3. Drinks makers are also used to putting straws into ice drinks
It might be anecdotal, but I usually order teh-o ping siew dai (ice tea without milk and less sugar) at our regular food hawker joints. Unfortunately, it has become part of the SOP to automatically place a plastic straw just before I can stop the drink maker from putting it in.
Once, I lamented to a drinks maker for putting in a plastic straw into my ice drink, as I brought my glass straw. He lambasted me back saying it is just a small piece of plastic, and not to trouble him to change his process.
So even if you wanted to reject a straw, it ain’t easy to do so.
4. Forgetting to bring the reusable cloth bags
Often than not, we are very used to a lifestyle of convenience. Now, it takes quite a bit of effort and remembering to bring along the reusable cloth bags to purchase our groceries or shopping. And in all the hassle of grocery shopping, you just grab the plastic bags for easy carrying.

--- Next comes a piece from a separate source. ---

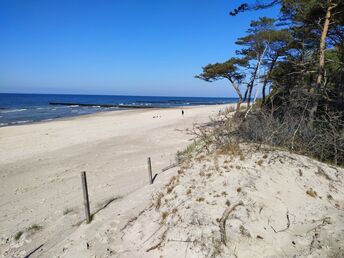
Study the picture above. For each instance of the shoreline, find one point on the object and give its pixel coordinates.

How do I change this bad habit of forgetting my reusable bags? I will buy a new reusable bag, which now I think I have 10 of them. With so many, it now becomes less an excuse to use plastic bags.
Let’s encourage each other to change mindsets and save the environment
The 7-day cut plastics test has given me a kickstart in what plastics I could do without. Singapore is quite far behind in the recycling and anti-plastics movement, with Sweden recycling 99% of its waste, or Malaysia aiming to ban plastic bag usage.
While waiting for Singapore government regulations to reduce plastics usage, let’s encourage each other and share best practices in reducing plastics wastage, as I have been doing so speaking with friends and family.
If I could shave off 37% of plastics usage, imagine what impact that would have if everyone did the same at a nation-wide level?